バスは相変わらず静かに走り続けます。2時間半ほど走ったところで休憩を取ります。サーモンアーム(Salmon Arm)という小さな町にある、ペドロ・ゴンザレス・フルーツガーデンセンター(Pedro Gonzales Fruit & Garden Center)です。様々なフルーツが山積みになっているほか、ガーデニング用品が売られています。店員さんは愛想がよく、買物をした人に「Have a nice day」と声を掛けています。すると、女性が植物を育てるキットをレジに持っていきました。何の植物かはわかりませんでしたが家庭菜園でも始めるつもりでしょうか。精算を済ませると、そのレジの店員さんは「Have a nice plant!」と言うではありませんか。何て粋なんでしょう。
すると相方は、何か見つけたようです。
「こんなポテトチップは初めて見た。」
と喜んでいます。マイルドソルトやスパイシーなどいろいろな味があります。相方が買うと、ガイドさんが寄ってきてこう言いました。

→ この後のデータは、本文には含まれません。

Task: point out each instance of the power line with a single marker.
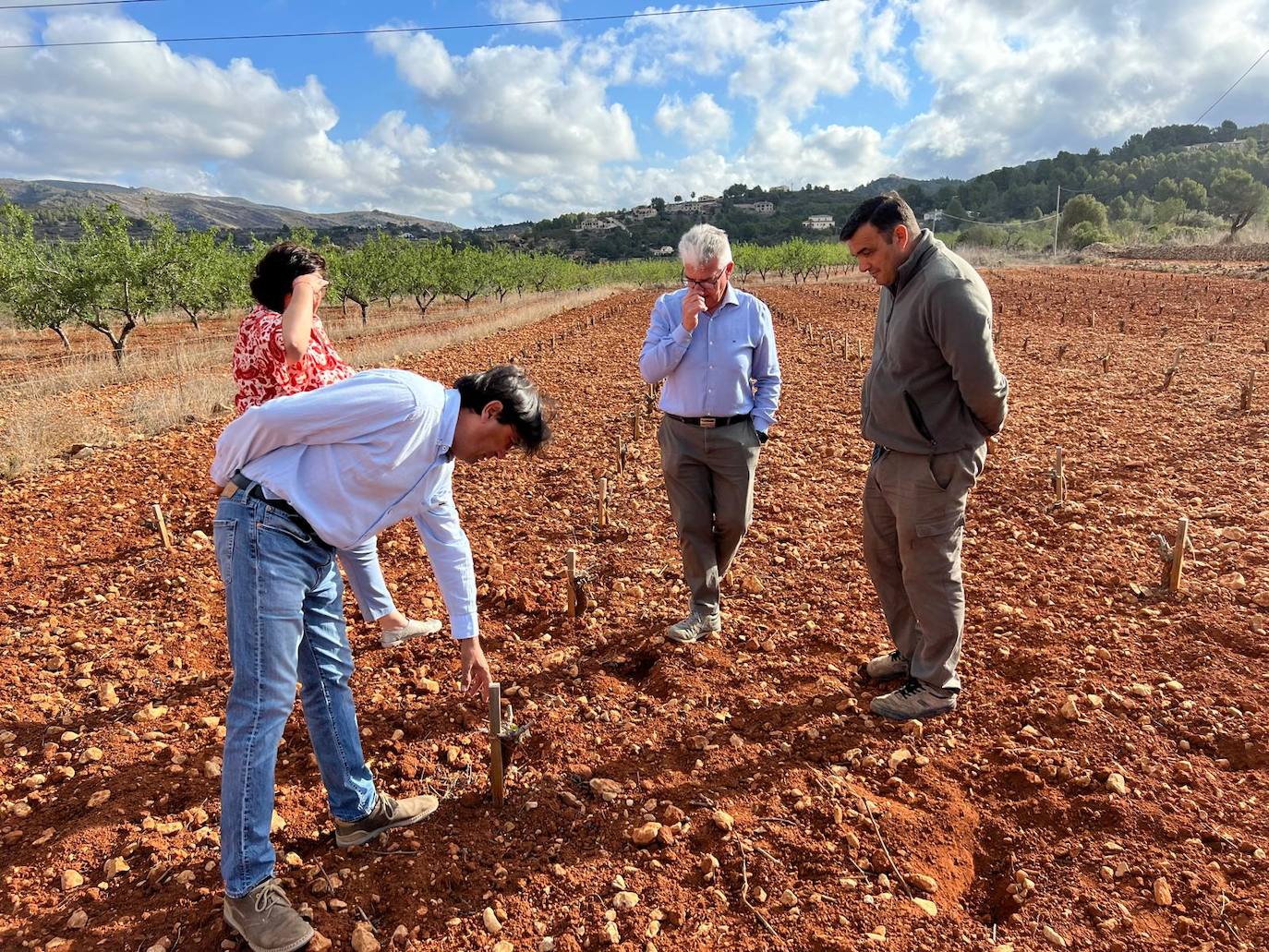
(381, 30)
(999, 223)
(77, 3)
(1231, 88)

「そんなチップじゃなくて、ここへ来たらフルーツチップを買わなきゃ。」
と、リンゴの輪切りがそのまま乾燥されたチップを指さしました。確かに、フルーツガーデンなのですから、なぜここでポテトチップなんだ…とガイドさんは思ったのでしょう。相方は結局ポテトチップとリンゴチップの両方を買いました。
「だってこのポテトチップ珍しかったんだもん。」
と、相方はダメ出しされたことにちょっと怒っていましたが、バンクーバーに戻った後に普通に売られているのを発見し、納得したのでした。フルーツを使ったアイスクリームも人気とのことでしたが、私達はチョコミントのアイスクリームを買いました。なんて天邪鬼なんだと思われるかもしれませんが、食べたかったのですから仕方がありません。チョコミントのアイスは美味しかったのですが、コーンがイマイチでした。
するとガイドさんはたくさんの桃を買っています。お土産にしては多すぎるだろうと思っていると、ツアーのお客全員に配り始めました。どうやらサービスのようです。運転が大変なのはガイドさんなのに心配りが嬉しかったですね。バスに戻るとガイドさんがお昼ご飯の話をし始めました。
「昼食は日本・韓国・中国料理が混ざった弁当です。」
また想像のつかないメニューの登場です。少し不安ではありましたがこれがツアー最後の食事。こうなったらどんと来いです。バスはトランス・カナダ・ハイウェイ1号線をひたすら走ります。大陸横断鉄道と並行しているので時折列車を見ることができます。相変わらずの超連結貨物列車で、全長は絶対に1km以上あります。
「昼食を食べたら大きなバスに変わります。」
ガイドさんはまたわけのわからないことを言い始めました。そこで運転手も交代ということなのでしょうか。それは少し残念かもと思いつつ、夢の中へと落ちていきました。